Considering the investment that Biogen has made in Alzheimer’s, this will be relief to both executives and investors, who were no doubt bracing themselves for a huge write off in R&D costs. Evaluate Omnium estimates that running aducanumab’s clinical trials cost $1.63bn, although total expenditures are likely to be much higher.

A look at the estimated cost of clinical trials across the beta-amyloid MAb projects shows that developers have committed billions of dollars to this mechanism. With today’s news those costs start to look salvageable; Lilly shares jumped a huge 12% in response to the approval of aducanumab, which is now brand named Aduhelm.

Targeting amyloid beta: key projects and estimated costs
Project/indicationCompany/statusEstimated total cost of registered clinical trials*
Approved
Aduhelm (aducanumab)Biogen/Eisai - approved by FDA June 2021$1.63bn
Still in development
CrenezumabRoche/AC Immune - ph2 in PSEN1 E280A mutation carriers due 2022$1.01bn

BAN2410 (lecanemab)

Biogen/Eisai - ph3 read out in early disease late 2022

$1.42bn
GantenerumabRoche - ph3 readouts in early disease settings due 2022$2.27bn
SolanezumabLilly - ph3 readout in at-risk asymptomatic patients due 2023$2.8bn
Abandoned
BapineuzumabPfizer/J&J - abandoned 2013$2.42bn
*Registered on clinicaltrials.gov. Note: Numbers for Lilly's donanemab under review; readouts based on primary completion date in clinicaltrials.gov. Source: Evaluate Omnium.

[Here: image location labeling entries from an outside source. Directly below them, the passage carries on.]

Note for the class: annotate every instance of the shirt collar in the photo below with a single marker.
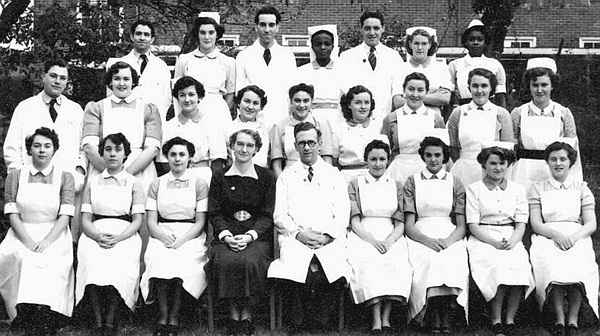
(46, 99)
(211, 55)
(129, 99)
(46, 171)
(317, 66)
(491, 185)
(427, 174)
(548, 110)
(234, 171)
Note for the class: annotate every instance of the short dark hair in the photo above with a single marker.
(259, 92)
(117, 139)
(59, 62)
(434, 142)
(178, 141)
(433, 44)
(503, 153)
(268, 10)
(533, 73)
(371, 15)
(484, 73)
(306, 126)
(142, 22)
(301, 87)
(114, 69)
(347, 98)
(206, 20)
(482, 29)
(377, 144)
(254, 134)
(416, 76)
(558, 145)
(46, 133)
(185, 82)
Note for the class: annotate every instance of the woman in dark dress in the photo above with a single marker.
(240, 207)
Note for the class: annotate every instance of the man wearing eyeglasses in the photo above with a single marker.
(311, 217)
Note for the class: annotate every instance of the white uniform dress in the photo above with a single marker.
(374, 275)
(471, 129)
(535, 130)
(433, 200)
(139, 122)
(496, 210)
(177, 199)
(113, 198)
(216, 72)
(39, 278)
(405, 131)
(561, 210)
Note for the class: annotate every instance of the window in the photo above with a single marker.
(294, 40)
(589, 42)
(229, 40)
(520, 42)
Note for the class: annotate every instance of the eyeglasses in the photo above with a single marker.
(310, 143)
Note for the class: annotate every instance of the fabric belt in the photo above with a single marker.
(126, 218)
(161, 219)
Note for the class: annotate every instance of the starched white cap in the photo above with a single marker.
(541, 62)
(213, 15)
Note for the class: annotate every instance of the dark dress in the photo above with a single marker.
(241, 274)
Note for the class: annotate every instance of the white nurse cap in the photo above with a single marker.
(541, 62)
(213, 15)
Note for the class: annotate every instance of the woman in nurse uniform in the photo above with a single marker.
(475, 125)
(212, 68)
(539, 123)
(408, 125)
(561, 212)
(197, 126)
(250, 100)
(123, 112)
(377, 250)
(497, 214)
(108, 252)
(176, 253)
(356, 132)
(434, 205)
(36, 255)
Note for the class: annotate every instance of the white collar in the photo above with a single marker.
(46, 171)
(234, 171)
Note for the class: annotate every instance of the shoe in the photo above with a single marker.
(558, 330)
(571, 330)
(498, 329)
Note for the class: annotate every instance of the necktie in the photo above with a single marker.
(372, 58)
(267, 56)
(52, 110)
(144, 63)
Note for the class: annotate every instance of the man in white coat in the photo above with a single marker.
(374, 65)
(311, 216)
(268, 65)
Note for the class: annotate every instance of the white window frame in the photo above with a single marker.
(508, 40)
(285, 40)
(584, 40)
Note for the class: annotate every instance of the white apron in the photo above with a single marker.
(131, 124)
(449, 267)
(39, 278)
(118, 266)
(374, 274)
(412, 128)
(186, 262)
(552, 265)
(537, 132)
(476, 128)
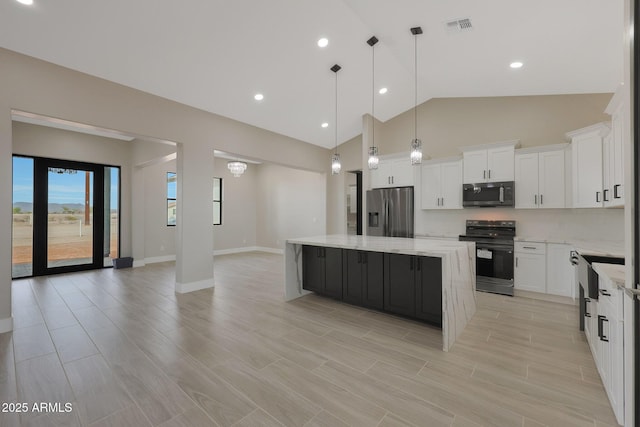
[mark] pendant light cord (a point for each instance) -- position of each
(373, 96)
(336, 130)
(415, 102)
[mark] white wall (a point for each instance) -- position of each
(291, 203)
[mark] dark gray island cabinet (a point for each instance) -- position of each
(407, 285)
(427, 280)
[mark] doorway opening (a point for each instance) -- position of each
(66, 216)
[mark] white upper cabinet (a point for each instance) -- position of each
(489, 163)
(540, 177)
(587, 165)
(441, 185)
(393, 172)
(613, 153)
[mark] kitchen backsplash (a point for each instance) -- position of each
(548, 224)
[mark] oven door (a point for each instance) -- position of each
(494, 268)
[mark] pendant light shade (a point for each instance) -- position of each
(237, 168)
(335, 158)
(416, 144)
(373, 160)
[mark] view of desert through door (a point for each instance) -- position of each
(65, 216)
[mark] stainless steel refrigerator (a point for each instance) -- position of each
(390, 212)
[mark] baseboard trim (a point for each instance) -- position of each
(545, 297)
(156, 259)
(248, 249)
(183, 288)
(6, 325)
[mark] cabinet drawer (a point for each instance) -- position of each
(530, 247)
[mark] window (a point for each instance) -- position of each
(171, 198)
(217, 201)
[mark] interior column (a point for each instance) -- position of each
(6, 218)
(194, 222)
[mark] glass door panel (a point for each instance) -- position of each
(70, 217)
(22, 224)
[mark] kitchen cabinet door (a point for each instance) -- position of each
(529, 272)
(429, 289)
(381, 177)
(373, 283)
(451, 185)
(500, 165)
(402, 173)
(399, 284)
(561, 277)
(333, 272)
(313, 269)
(587, 170)
(431, 185)
(551, 179)
(352, 279)
(617, 187)
(474, 166)
(526, 180)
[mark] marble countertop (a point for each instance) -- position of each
(615, 272)
(400, 245)
(585, 247)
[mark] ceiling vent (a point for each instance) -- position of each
(458, 25)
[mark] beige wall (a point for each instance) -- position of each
(351, 160)
(290, 203)
(39, 87)
(238, 229)
(446, 124)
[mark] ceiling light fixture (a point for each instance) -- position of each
(335, 159)
(416, 144)
(237, 168)
(373, 160)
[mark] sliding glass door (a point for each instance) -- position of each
(71, 222)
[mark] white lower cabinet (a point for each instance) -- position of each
(544, 268)
(529, 272)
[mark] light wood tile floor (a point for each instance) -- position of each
(125, 350)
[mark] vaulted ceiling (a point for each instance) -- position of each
(217, 54)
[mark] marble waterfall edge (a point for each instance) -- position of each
(458, 271)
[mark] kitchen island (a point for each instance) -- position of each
(429, 280)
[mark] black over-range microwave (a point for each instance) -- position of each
(488, 194)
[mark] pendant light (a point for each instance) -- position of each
(335, 159)
(236, 167)
(416, 144)
(373, 160)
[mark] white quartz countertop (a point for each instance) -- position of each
(615, 272)
(400, 245)
(584, 247)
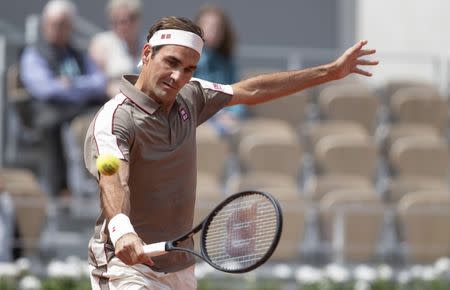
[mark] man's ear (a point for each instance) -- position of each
(146, 53)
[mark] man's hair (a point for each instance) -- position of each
(133, 5)
(59, 6)
(227, 43)
(174, 22)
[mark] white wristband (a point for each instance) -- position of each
(118, 226)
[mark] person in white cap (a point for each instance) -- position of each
(151, 126)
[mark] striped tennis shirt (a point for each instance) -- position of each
(161, 152)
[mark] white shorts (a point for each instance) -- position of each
(119, 276)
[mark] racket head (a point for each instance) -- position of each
(242, 232)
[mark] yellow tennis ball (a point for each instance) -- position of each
(107, 164)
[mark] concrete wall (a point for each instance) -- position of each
(302, 23)
(412, 38)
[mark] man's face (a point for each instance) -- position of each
(57, 28)
(169, 70)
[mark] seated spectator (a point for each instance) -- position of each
(63, 82)
(217, 63)
(118, 50)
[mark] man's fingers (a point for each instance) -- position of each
(362, 72)
(366, 62)
(145, 259)
(363, 52)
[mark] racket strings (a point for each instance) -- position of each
(242, 232)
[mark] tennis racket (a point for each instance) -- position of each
(240, 234)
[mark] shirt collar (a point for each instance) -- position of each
(143, 101)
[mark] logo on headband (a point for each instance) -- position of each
(183, 114)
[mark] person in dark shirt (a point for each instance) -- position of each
(63, 82)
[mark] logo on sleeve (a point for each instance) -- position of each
(184, 114)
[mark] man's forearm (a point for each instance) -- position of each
(270, 86)
(115, 193)
(114, 197)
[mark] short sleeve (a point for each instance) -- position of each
(111, 132)
(208, 98)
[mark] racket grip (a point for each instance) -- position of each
(155, 249)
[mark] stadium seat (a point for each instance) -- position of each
(81, 183)
(318, 186)
(291, 109)
(318, 130)
(30, 204)
(351, 225)
(423, 218)
(350, 102)
(393, 85)
(388, 134)
(400, 186)
(271, 151)
(258, 180)
(347, 155)
(419, 106)
(417, 156)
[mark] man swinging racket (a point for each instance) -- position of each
(151, 127)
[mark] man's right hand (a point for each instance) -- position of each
(129, 249)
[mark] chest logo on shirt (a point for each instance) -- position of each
(183, 114)
(217, 86)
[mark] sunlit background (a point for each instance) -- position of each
(366, 200)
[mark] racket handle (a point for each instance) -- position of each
(155, 249)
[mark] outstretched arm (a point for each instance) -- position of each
(270, 86)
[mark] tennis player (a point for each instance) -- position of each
(151, 127)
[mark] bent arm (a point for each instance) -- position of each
(115, 193)
(267, 87)
(115, 198)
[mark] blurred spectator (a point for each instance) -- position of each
(118, 50)
(217, 62)
(63, 82)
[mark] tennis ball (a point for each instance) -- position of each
(107, 164)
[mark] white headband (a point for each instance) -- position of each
(176, 37)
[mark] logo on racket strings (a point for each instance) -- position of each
(241, 231)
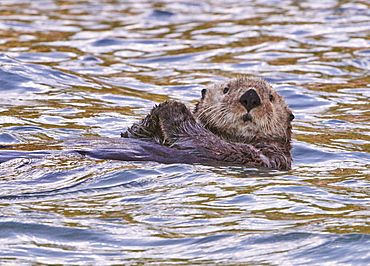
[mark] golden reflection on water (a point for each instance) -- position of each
(92, 68)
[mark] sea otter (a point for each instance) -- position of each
(243, 121)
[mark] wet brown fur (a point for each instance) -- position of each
(220, 129)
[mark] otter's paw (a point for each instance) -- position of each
(174, 119)
(173, 112)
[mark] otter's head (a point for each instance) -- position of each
(245, 109)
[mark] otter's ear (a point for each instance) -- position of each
(203, 93)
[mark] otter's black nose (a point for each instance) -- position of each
(250, 99)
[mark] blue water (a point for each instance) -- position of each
(92, 68)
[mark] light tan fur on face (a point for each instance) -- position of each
(222, 113)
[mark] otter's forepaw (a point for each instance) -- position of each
(174, 120)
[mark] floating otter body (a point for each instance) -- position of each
(243, 121)
(239, 122)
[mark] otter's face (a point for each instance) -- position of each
(244, 109)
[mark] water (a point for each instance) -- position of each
(92, 68)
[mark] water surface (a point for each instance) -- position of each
(92, 68)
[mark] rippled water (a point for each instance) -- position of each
(92, 68)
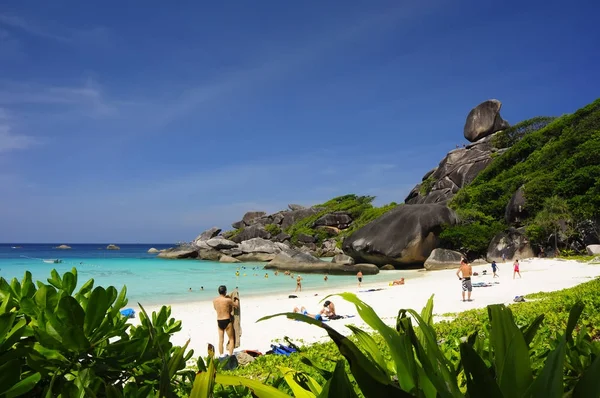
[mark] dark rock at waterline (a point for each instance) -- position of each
(403, 236)
(484, 120)
(179, 252)
(251, 232)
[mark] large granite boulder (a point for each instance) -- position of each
(179, 252)
(443, 259)
(251, 232)
(515, 209)
(208, 234)
(593, 250)
(251, 216)
(293, 216)
(259, 245)
(220, 243)
(338, 219)
(484, 120)
(512, 243)
(342, 259)
(404, 236)
(458, 169)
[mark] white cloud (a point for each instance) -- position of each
(9, 140)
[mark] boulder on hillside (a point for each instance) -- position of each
(251, 232)
(443, 259)
(209, 254)
(282, 237)
(228, 259)
(593, 250)
(515, 209)
(342, 259)
(458, 169)
(338, 219)
(405, 235)
(259, 245)
(294, 216)
(513, 244)
(250, 216)
(219, 243)
(484, 120)
(208, 234)
(179, 252)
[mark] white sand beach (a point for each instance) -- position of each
(200, 326)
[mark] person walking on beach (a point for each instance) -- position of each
(516, 269)
(466, 271)
(224, 305)
(494, 269)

While many believed that the FDA was likely to grant approval, it was assumed that the label would at least restrict use to certain patients. Instead, the label simply states that Aduhelm is “for the treatment of Alzheimer’s disease”. This means that it is down to payers to ration the drug, which they will surely seek to do considering the minimal efficacy and toxicity burden – and what is likely to be a high price tag.

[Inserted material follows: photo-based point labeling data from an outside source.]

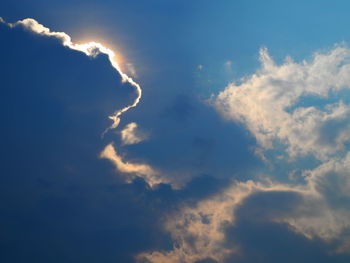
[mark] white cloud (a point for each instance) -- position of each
(90, 49)
(131, 170)
(131, 134)
(198, 232)
(264, 102)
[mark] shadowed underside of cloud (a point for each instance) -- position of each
(62, 203)
(248, 220)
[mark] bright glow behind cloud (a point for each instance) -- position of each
(90, 49)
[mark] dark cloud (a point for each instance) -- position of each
(59, 201)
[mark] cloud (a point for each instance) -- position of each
(198, 232)
(131, 135)
(90, 49)
(269, 103)
(145, 171)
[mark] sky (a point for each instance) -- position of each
(174, 131)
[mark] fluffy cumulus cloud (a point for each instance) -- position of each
(55, 117)
(294, 109)
(269, 103)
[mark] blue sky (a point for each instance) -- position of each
(237, 150)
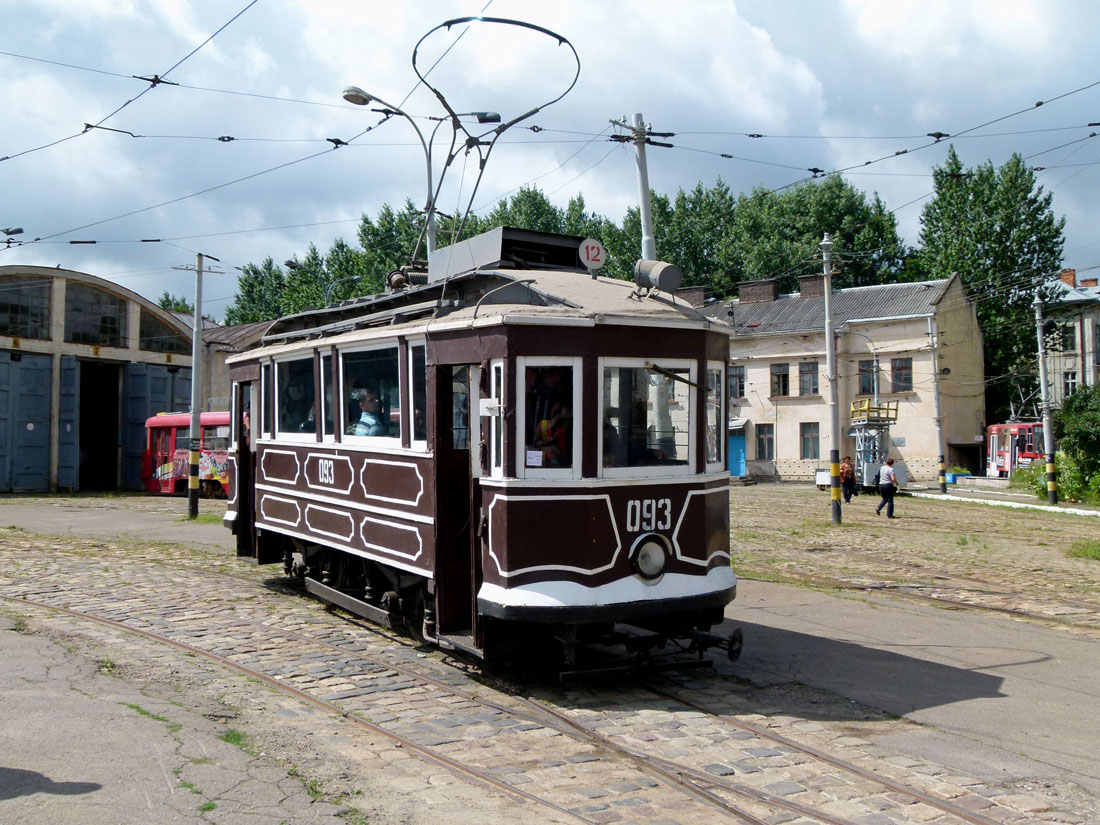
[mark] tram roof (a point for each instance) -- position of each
(493, 296)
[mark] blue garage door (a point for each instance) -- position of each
(24, 422)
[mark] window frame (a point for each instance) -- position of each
(658, 470)
(388, 441)
(815, 439)
(309, 437)
(722, 425)
(897, 375)
(780, 370)
(804, 373)
(415, 443)
(573, 471)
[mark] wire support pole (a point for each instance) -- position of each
(834, 452)
(1052, 475)
(934, 340)
(648, 242)
(193, 481)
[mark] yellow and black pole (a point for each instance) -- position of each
(834, 452)
(1052, 476)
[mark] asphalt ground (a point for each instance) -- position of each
(999, 700)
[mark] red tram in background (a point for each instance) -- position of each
(1012, 446)
(166, 459)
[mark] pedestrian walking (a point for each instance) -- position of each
(847, 479)
(888, 485)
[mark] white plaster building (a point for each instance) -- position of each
(779, 391)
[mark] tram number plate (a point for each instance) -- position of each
(648, 514)
(326, 471)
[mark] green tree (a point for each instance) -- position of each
(175, 304)
(997, 230)
(1077, 426)
(260, 294)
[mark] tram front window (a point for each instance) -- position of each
(646, 416)
(549, 416)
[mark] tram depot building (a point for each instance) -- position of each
(892, 334)
(83, 363)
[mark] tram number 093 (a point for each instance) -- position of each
(648, 514)
(326, 471)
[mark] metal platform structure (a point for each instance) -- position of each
(870, 426)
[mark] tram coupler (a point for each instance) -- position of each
(702, 640)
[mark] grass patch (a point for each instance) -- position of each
(1085, 550)
(235, 737)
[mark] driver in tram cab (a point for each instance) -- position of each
(370, 420)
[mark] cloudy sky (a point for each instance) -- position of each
(828, 85)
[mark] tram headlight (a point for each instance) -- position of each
(650, 559)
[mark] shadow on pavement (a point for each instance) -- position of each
(882, 679)
(17, 782)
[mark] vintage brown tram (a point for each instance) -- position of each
(504, 449)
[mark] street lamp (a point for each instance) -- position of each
(356, 96)
(875, 355)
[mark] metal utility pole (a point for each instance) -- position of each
(193, 484)
(1052, 476)
(640, 135)
(939, 417)
(834, 450)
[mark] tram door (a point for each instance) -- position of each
(242, 484)
(455, 606)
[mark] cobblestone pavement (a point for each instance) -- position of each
(606, 754)
(953, 551)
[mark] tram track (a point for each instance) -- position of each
(264, 653)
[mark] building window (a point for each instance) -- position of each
(736, 381)
(807, 377)
(1069, 338)
(94, 316)
(810, 440)
(1068, 383)
(901, 375)
(766, 441)
(866, 377)
(155, 336)
(24, 307)
(780, 380)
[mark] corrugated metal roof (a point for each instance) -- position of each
(795, 314)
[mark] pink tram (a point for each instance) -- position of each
(1012, 446)
(505, 452)
(166, 459)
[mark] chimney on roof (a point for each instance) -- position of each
(693, 296)
(758, 292)
(812, 286)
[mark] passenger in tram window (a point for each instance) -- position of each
(370, 420)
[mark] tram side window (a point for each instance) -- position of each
(328, 394)
(549, 416)
(646, 417)
(373, 396)
(419, 387)
(294, 389)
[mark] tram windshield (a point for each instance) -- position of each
(646, 416)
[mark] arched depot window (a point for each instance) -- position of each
(94, 316)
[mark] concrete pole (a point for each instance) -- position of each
(939, 417)
(193, 484)
(648, 242)
(834, 452)
(1052, 476)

In a statement from Dr Patrizia Cavazzoni, the director of the agency’s CDER division, the FDA acknowledged that there remains uncertainty about Aduhelm’s benefit. But it seems clear that the agency maintained its belief in the drug, an opinion that first emerged in surprisingly positive briefing documents ahead of the advisory committee.

“In all studies in which it was evaluated … Aduhelm consistently and very convincingly reduced the level of amyloid plaques in the brain in a dose- and time-dependent fashion. It is expected that the reduction in amyloid plaque will result in a reduction in clinical decline,” Dr Cavazzoni said today.

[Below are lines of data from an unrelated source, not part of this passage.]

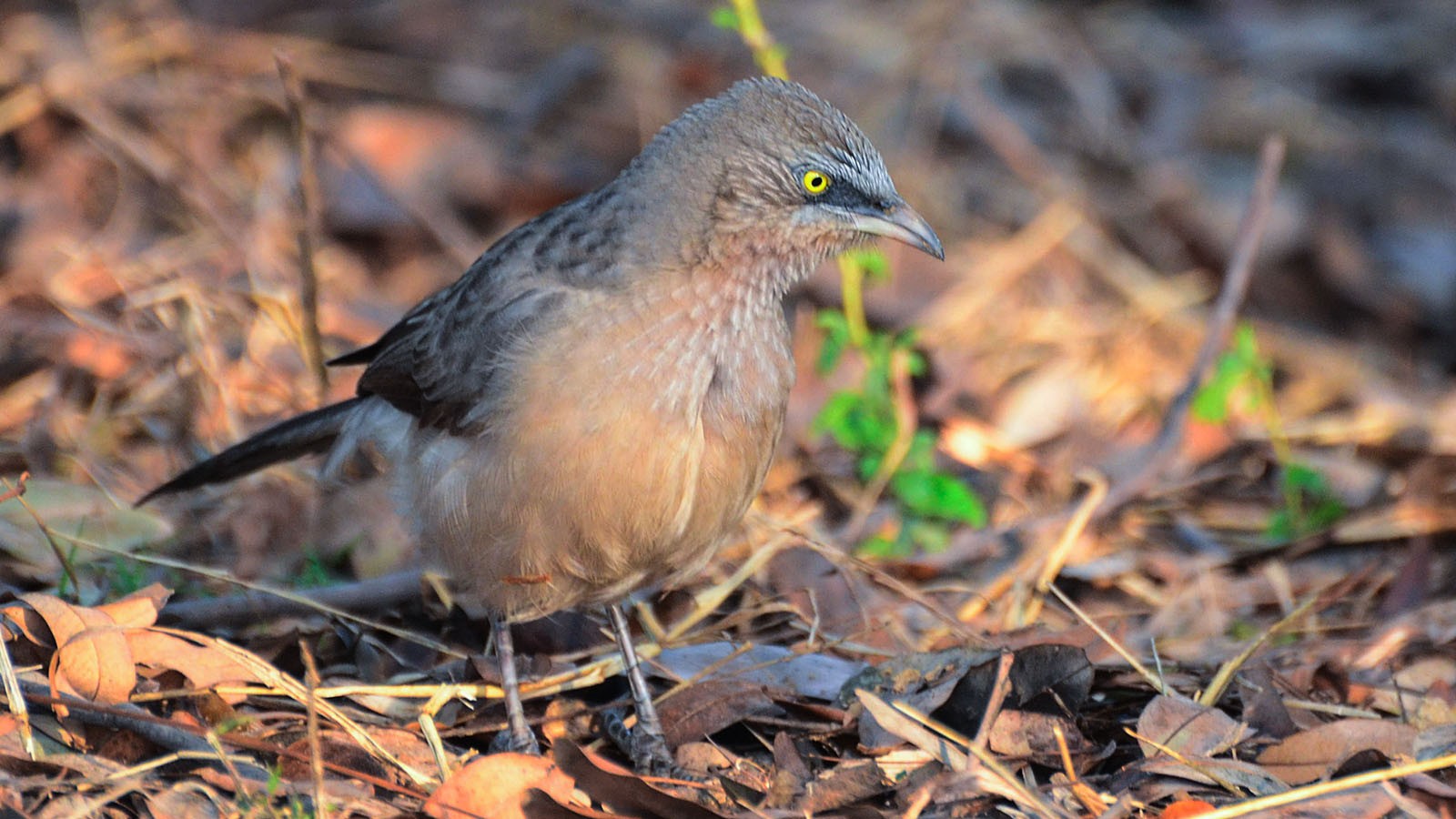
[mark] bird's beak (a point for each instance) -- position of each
(899, 222)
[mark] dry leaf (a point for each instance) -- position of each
(497, 785)
(1318, 753)
(1187, 727)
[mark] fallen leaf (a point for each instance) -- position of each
(1321, 751)
(1187, 727)
(708, 707)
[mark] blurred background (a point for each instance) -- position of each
(1085, 164)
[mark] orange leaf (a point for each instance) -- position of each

By choosing to grant accelerated approval – which the advisory committee was not asked to consider – the FDA has managed to neatly sidestep the negative panel that followed those briefing documents. But it will not quiet those that believe Biogen should have been required to provide much stronger evidence of this drug’s benefits, versus its risks.

Still, the outcome of Aduhelm’s regulatory review was always going to be controversial, whatever the FDA decided. While many will be happy to see Alzheimer’s patients getting access to what Biogen claims is the first disease-modifying drug, others will be feeling very uncomfortable about the precedent that this decision sets, in Alzheimer’s and beyond.